The open source ML tooling ecosystem has become vast in the last few years, with many tools covering different aspects of the complex and expansive process of building, deploying and managing AI in production. Some tools overlap in their capabilities while others complement each other nicely. In part because AI/ML is still an emerging and ever-evolving practice, the messaging around what all these tools can accomplish can be quite vague. In this article, we’ll dive into three tools to better understand their capabilities, the differences between them, and how they fit into the ML lifecycle.
Kubeflow, MLflow, and MLRun are popular open source tools in the ML ecosystem with similar attributes, that actually address different facets of the ML lifecycle. How are they alike?
- Each of them enables cross-functional collaboration, with some level of parameter, artifact, and model tracking.
- Each is supported and maintained by major players in the AI industry.

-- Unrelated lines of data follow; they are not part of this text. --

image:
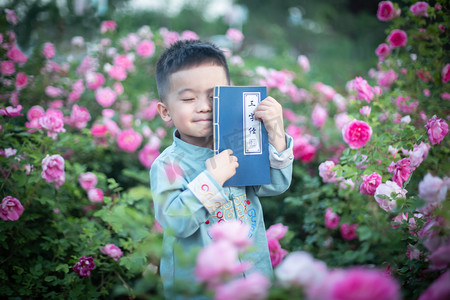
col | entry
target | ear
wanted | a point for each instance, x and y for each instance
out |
(163, 111)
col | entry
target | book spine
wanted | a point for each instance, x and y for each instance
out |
(216, 129)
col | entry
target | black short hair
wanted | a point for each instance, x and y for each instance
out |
(185, 54)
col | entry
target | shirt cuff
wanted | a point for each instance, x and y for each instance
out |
(206, 190)
(285, 158)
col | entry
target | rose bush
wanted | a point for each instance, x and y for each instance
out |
(369, 191)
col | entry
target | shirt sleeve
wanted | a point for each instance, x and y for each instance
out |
(182, 206)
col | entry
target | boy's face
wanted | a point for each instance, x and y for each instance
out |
(189, 102)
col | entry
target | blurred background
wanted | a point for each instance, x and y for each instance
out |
(338, 36)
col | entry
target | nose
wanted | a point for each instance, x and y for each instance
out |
(204, 104)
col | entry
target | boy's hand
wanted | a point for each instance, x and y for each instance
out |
(270, 112)
(222, 166)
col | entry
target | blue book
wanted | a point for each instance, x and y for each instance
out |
(235, 128)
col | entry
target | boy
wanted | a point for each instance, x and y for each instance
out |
(186, 179)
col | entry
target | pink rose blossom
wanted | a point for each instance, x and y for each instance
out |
(252, 287)
(276, 231)
(21, 80)
(397, 38)
(445, 73)
(439, 289)
(129, 140)
(53, 169)
(94, 80)
(331, 219)
(386, 11)
(419, 9)
(319, 116)
(348, 231)
(217, 262)
(10, 209)
(367, 284)
(112, 251)
(326, 172)
(363, 89)
(370, 183)
(356, 134)
(16, 55)
(303, 62)
(108, 26)
(117, 73)
(87, 180)
(437, 129)
(84, 266)
(382, 51)
(53, 122)
(48, 51)
(105, 96)
(189, 35)
(400, 171)
(145, 49)
(7, 68)
(365, 110)
(235, 35)
(235, 232)
(79, 117)
(390, 191)
(11, 111)
(276, 252)
(95, 195)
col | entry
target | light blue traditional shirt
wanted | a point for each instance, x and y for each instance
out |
(188, 199)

- Each of them addresses data science and experimentation requirements
While there are a handful of feature-level similarities among these three tools, it’s important to understand that they each solve different challenges, and one is not a true replacement for the other.
What is Kubeflow?
Kubeflow, started as an internal tool at Google and is now a multi-architecture, multi-cloud framework, which is described as the ML toolkit for Kubernetes. It provides a system for managing ML components on top of Kubernetes and acts as the bricks and mortar for model development, with a focus on the automation, scaling and tracking of ML pipelines.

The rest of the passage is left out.